Sacre-Coeur Place du Tertre Montmartre

Ganz in der Nähe der Kirche, ebenfalls auf dem Montmartre (er ist mit 128 Metern die höchste Erhebung der Stadt) liegt der Place du Tertre, der Platz der Maler und Künstler, die hier seit Beginn des 20.Jahrhunderts leben. Man kann sich porträtieren lassen oder einfach nur ein schönes Bild kaufen oder sich in eines der zahlreichen, aber touristisch teuren Cafés setzen und dem Treiben von dort aus zuschauen.

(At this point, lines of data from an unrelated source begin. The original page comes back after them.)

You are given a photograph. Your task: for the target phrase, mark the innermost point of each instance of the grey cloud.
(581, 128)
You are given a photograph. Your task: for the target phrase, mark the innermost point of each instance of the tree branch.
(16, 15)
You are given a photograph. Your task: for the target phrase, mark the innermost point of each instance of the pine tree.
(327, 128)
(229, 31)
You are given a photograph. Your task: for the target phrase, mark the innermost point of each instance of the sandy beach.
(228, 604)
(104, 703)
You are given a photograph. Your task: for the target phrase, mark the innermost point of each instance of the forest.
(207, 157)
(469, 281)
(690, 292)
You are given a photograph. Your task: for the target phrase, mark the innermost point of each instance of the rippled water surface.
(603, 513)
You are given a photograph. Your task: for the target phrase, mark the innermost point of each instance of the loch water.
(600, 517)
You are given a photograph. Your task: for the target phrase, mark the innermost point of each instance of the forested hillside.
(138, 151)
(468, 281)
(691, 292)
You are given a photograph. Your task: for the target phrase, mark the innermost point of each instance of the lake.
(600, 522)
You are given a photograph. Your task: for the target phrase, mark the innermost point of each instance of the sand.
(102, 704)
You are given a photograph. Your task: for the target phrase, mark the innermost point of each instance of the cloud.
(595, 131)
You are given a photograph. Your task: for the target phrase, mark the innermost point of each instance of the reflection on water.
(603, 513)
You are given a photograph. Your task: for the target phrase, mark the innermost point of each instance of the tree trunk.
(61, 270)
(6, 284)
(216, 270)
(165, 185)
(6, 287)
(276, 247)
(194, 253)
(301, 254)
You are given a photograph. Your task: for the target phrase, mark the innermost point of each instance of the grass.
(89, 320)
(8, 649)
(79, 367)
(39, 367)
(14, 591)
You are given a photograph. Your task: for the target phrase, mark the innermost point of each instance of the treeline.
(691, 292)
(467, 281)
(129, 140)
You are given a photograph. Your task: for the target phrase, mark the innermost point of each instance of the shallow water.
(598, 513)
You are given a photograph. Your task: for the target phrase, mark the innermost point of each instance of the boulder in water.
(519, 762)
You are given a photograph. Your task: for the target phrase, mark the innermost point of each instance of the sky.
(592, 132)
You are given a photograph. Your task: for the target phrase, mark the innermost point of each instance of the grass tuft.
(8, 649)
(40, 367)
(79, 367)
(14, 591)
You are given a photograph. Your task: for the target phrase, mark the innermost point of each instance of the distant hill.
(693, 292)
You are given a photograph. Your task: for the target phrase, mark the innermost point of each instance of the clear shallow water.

Moulin Rouge in Paris U-Bahn Station Montmartre

Wir gingen dann durch die kleinen Gassen wieder bergab, sobald man den lebhaften Platz verlassen hat, ist es auf dem Berg ruhig und beschaulich, mit immer wieder unerwartet schönen Ausblicken auf die Stadt.
Wieder unten angekommen, fanden wir das Moulin Rouge, der Inbegriff des Nachtlebens von Paris vor über hundert Jahren. 1889 wurde es gegründet, hier wurde der Can-Can geboren, der Maler Toulouse-Lautrec verbrachte seine Abende und Nächte hier.
Wir gingen dann weiter durch die Strassen und wollten doch noch einmal zum Champs des Ellysées, gaben zwischendrin auf und fuhren ein Stück mit der Metro bis zum Triumphbogen und schlenderten dann den gesamten Champs des Ellysées bis zum Place de la Concorde entlang.
Dieses Mal nahmen wir aber die Metro zurück zum Hotel. Zum Abendbrot gab es ein frisches Baguette und den Rest unseres Käses vom Vortag.